A questão é se vamos ter alguma estabilidade macroeconômica, se vamos avançar no problema fiscal que traga a perspectiva de redução dos juros. Se acontecer uma flexibilização das taxas, o crédito volta a crescer rápido.
Estamos falando de uma economia que cresce 3%, com inflação de 4%, o que dá 7%, enquanto o crédito cresce 10%, um crescimento real. Não estamos falando de crise no aspecto fiscal, e sim de vislumbrar um ajuste que permita uma flexibilização monetária, o que possibilitará uma queda dos juros futuros.
Com que números os bancos trabalham?
Para 2024, os bancos estimam um crescimento do crédito, na média, de 10,6%. Para 2025, a estimativa é de um crescimento total de 9,1%, com uma pequena desaceleração, porque a economia também deve crescer menos. Este é o cenário base.

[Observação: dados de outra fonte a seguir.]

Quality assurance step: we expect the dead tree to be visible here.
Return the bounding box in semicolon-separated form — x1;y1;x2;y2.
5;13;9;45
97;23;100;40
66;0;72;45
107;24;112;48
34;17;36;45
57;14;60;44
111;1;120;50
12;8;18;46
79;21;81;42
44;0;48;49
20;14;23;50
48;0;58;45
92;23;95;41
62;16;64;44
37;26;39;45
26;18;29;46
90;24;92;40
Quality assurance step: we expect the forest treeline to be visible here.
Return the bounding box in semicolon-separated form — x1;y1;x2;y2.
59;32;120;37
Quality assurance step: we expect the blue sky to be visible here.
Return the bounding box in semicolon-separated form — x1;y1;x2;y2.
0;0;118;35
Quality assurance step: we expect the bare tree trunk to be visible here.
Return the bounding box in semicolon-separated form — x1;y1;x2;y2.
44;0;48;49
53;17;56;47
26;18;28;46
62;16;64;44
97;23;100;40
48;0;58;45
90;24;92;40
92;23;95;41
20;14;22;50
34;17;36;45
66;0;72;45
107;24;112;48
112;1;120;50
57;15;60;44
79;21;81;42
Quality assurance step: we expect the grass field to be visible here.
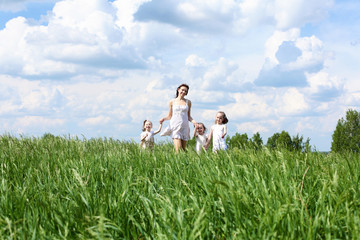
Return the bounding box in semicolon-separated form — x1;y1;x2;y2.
0;135;360;239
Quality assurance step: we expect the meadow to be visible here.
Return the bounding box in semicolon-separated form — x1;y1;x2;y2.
0;135;360;239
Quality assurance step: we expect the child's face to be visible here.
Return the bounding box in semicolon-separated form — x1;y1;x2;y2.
196;124;205;135
178;86;188;97
145;121;152;131
216;113;224;124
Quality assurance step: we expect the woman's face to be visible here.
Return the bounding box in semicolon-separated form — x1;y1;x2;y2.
178;86;188;97
145;121;152;132
216;113;224;124
196;124;205;135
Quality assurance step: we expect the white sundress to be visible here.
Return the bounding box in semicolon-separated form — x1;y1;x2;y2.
140;131;155;149
160;99;190;141
211;124;227;152
195;133;208;153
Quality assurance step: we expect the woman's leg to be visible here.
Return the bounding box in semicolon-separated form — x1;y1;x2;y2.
181;140;186;150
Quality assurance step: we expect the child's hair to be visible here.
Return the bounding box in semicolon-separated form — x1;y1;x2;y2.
142;119;152;131
198;123;206;132
215;111;229;124
175;83;189;97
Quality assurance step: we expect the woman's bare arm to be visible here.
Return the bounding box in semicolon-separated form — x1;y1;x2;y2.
154;123;162;135
188;100;196;127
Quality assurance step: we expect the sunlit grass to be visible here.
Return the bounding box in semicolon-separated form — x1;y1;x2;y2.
0;135;360;239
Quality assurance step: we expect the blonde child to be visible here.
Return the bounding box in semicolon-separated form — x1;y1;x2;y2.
206;111;229;152
140;120;162;150
194;123;208;153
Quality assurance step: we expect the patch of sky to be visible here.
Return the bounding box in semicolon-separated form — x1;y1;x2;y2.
0;2;55;29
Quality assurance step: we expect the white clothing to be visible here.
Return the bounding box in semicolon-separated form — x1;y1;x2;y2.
211;124;227;152
195;133;208;153
160;99;190;141
140;131;155;149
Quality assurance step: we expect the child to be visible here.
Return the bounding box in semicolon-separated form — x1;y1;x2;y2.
194;123;207;153
140;120;162;150
206;111;229;152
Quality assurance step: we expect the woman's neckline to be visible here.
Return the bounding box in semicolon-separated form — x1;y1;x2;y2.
174;98;187;106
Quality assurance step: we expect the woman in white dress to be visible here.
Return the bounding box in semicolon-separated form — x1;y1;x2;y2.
140;120;162;150
160;84;196;152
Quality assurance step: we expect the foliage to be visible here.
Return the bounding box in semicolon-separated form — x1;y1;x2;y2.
266;131;311;151
331;109;360;152
0;135;360;239
226;132;263;150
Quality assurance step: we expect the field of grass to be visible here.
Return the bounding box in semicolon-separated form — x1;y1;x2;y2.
0;135;360;239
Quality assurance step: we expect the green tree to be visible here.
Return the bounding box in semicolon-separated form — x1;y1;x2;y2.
227;133;249;149
331;109;360;152
250;132;263;149
266;131;311;151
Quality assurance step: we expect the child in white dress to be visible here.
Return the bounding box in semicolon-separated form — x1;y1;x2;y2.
194;123;207;153
140;120;162;150
206;111;229;152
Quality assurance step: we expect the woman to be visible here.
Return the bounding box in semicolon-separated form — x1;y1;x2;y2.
160;84;196;152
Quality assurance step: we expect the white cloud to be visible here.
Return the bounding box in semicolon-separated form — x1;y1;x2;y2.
278;88;310;115
274;0;334;29
255;29;328;87
236;122;269;133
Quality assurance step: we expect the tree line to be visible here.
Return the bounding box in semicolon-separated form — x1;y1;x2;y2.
189;109;360;152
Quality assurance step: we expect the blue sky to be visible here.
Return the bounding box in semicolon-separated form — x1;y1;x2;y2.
0;0;360;151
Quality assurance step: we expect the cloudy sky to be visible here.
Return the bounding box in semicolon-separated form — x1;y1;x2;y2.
0;0;360;151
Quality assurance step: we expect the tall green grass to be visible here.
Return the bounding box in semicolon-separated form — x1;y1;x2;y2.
0;135;360;239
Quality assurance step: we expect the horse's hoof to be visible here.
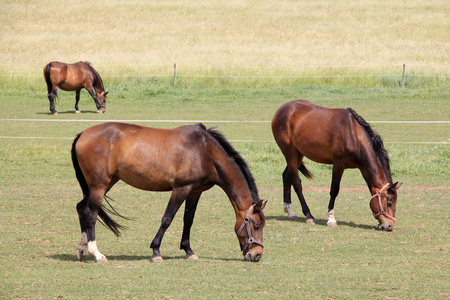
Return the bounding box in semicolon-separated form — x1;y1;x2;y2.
150;255;163;262
95;256;108;263
77;248;84;261
288;215;300;221
327;222;337;228
184;254;198;260
306;218;316;225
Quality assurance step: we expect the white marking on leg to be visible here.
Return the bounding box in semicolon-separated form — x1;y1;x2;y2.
88;241;106;261
327;209;337;225
80;232;87;247
284;203;297;218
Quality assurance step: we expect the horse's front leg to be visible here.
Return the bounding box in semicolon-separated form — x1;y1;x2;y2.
180;193;201;259
282;167;298;221
327;163;344;227
150;188;189;262
75;89;81;114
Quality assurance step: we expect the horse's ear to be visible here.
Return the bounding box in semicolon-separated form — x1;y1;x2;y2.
255;200;267;211
389;182;403;191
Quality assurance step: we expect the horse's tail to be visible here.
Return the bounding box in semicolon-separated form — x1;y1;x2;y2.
44;63;53;94
298;162;314;179
71;133;127;236
198;124;260;203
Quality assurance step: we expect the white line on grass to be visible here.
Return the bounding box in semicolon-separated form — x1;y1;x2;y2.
0;119;450;124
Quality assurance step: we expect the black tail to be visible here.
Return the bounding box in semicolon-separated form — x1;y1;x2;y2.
198;124;260;203
298;163;314;179
71;133;127;236
45;63;53;94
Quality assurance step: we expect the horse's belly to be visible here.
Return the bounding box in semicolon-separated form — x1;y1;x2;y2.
118;174;172;192
300;149;334;165
59;82;82;91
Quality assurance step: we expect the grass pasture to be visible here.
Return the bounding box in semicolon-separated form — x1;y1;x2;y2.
0;0;450;300
0;81;450;299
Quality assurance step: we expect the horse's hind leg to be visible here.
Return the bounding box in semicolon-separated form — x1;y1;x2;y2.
327;163;344;227
84;85;103;114
283;150;315;224
283;167;298;221
75;89;81;114
180;193;201;259
77;190;107;262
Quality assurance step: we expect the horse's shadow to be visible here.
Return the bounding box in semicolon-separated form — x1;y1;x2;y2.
36;110;98;116
266;216;376;229
48;253;244;262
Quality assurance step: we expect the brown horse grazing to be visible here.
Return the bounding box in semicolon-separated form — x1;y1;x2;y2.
44;61;108;115
272;100;401;231
72;123;266;262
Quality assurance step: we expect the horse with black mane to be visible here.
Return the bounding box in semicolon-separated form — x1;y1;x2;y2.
44;61;108;115
272;100;401;231
72;123;266;262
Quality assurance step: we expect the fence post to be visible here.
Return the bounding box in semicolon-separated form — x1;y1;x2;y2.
402;64;405;88
173;63;177;87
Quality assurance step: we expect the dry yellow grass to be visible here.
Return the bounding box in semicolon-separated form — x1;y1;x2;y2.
0;0;450;76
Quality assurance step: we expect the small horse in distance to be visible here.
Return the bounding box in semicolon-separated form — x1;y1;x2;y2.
272;100;402;231
44;61;108;115
71;122;266;262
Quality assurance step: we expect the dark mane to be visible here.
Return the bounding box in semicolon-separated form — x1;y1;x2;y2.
347;108;392;183
84;61;105;91
198;124;259;204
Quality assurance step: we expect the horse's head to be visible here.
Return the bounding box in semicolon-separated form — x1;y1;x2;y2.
96;91;109;114
235;200;267;262
370;182;402;231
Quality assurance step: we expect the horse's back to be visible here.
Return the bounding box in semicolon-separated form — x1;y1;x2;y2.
272;100;354;164
76;123;213;191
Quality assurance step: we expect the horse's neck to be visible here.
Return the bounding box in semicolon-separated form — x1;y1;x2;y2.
360;145;388;194
216;159;253;214
92;69;105;94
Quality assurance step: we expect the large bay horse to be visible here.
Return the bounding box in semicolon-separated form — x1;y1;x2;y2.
72;123;265;262
272;100;401;231
44;61;108;115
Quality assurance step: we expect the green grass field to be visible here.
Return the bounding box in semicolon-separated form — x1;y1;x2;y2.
0;80;450;299
0;0;450;300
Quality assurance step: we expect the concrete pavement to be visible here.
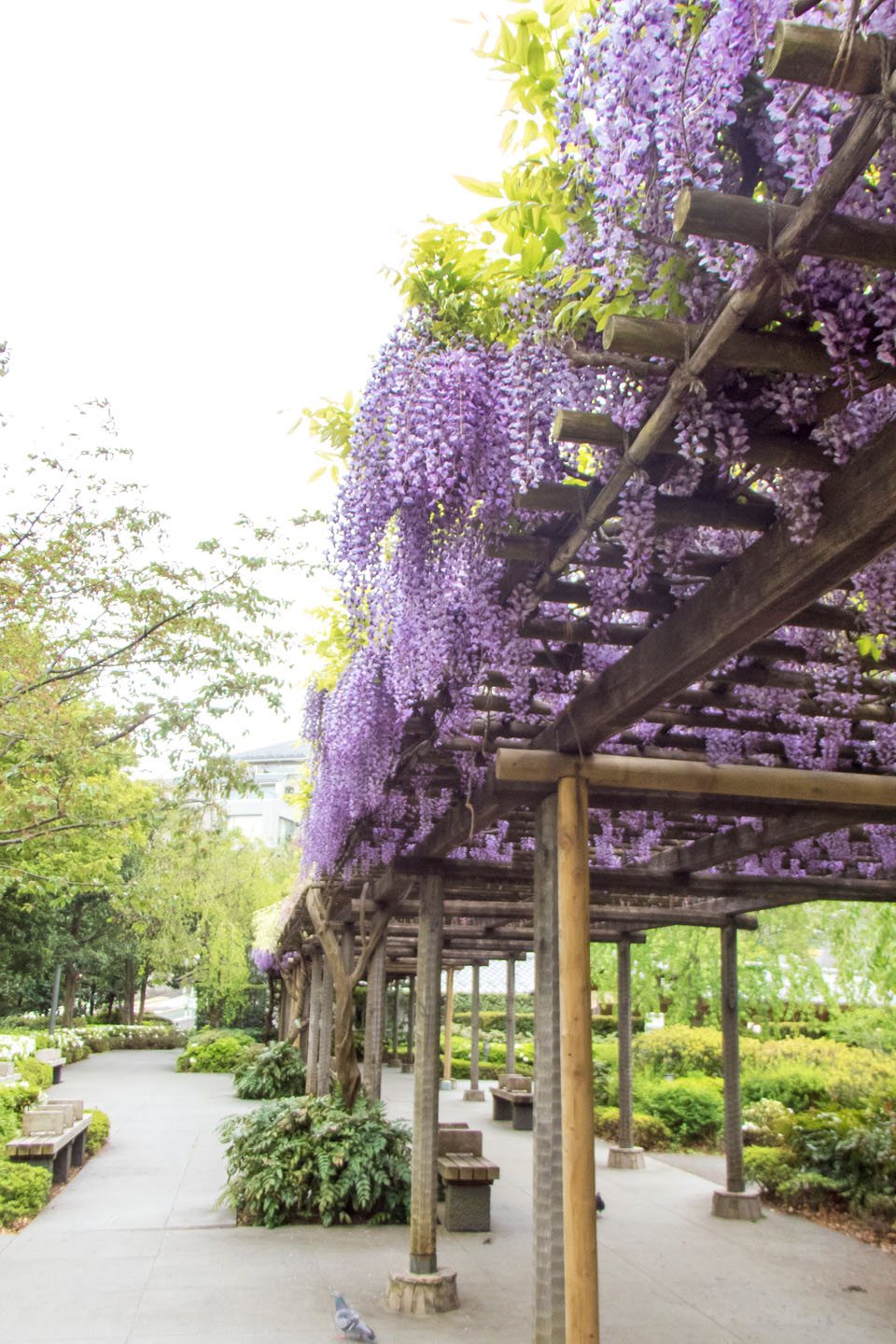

Agora, eliminando as incertezas fiscais, o crédito poderia subir para 11% e 12% no próximo ano, porque acho que as condições estruturais são boas. Nos dados macroeconômicos, os bancos trabalham com a projeção da taxa Selic em 11,75% no fim de 2024, e 12% no início de 2025. Para o dólar, a estimativa é que ele chegue a R$ 5,30 entre abril e junho do ano que vem.